De tangos y manifiestos
Antes de ser un banco, el solar del 868 de la avenida Boedo estuvo ocupado por el café Biarritz, uno de los pocos que se animaba a sacar mesas y sillas a la vereda en esa barriada que, a fines del siglo XIX, era uno de los límites de la ciudad. Abundaban tambos, molinos panaderos, hornos de ladrillos, pulperías y almacenes. Alrededor de 1928, el Biarritz cedió su terraza a un grupo de jóvenes artistas e intelectuales encabezados por José González Castillo -periodista, dramaturgo, guionista, letrista de tango y padre del inolvidable Cátulo-, decididos a fundar una peña.
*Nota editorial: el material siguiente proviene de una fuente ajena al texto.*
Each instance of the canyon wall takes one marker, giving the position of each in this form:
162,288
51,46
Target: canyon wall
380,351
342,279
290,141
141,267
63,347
Las peñas eran importantes centros de actividad artística y cultural, pero la mayor parte se encontraba en el centro, sobre la Avenida de Mayo. Castillo se propuso organizar una distinta, intelectual y arrabalera, que apoyara «todo movimiento que tienda al progreso de las artes en el barrio y a la independencia moral y económica del artista». Su nombre, Pacha Camac, significa «genio animador del mundo» o «supremo creador» en lengua incaica y bien representaba el espíritu americanista y nativo que animaba al grupo. Por allí pasaron Roberto Arlt, Alfonsina Storni, el escultor Francisco Reyes, el socialista Alfredo Palacios, Homero Manzi, Sebastián Piana y el propio Cátulo.
Pacha Camac combinaba docencia, polémica y espectáculo. Se dictaban cursos y se exhibían obras; por su auditorio desfilaron puestas teatrales, conferencias y conciertos. Allí se nucleó el grupo de Boedo, de ideas de izquierda y que propugnaba vincularse con el pueblo y en especial con el movimiento obrero. El grupo de Boedo fue el contrincante de los «niños bien del grupo de Florida» y lo integraron escritores y poetas: César Tiempo, Elías Castelnuevo, Álvaro Yunque, Julián Centeya, Raúl González Tuñón, Roberto Arlt y Leónidas Barletta. También los pintores «sociales» Adolfo Bellocq, Guillermo Hebécquer y Abraham Vigo.
En 1938, la comuna compró el predio de la Biarritz para construir el banco. La peña, después de varias mudanzas, cerró en 1957.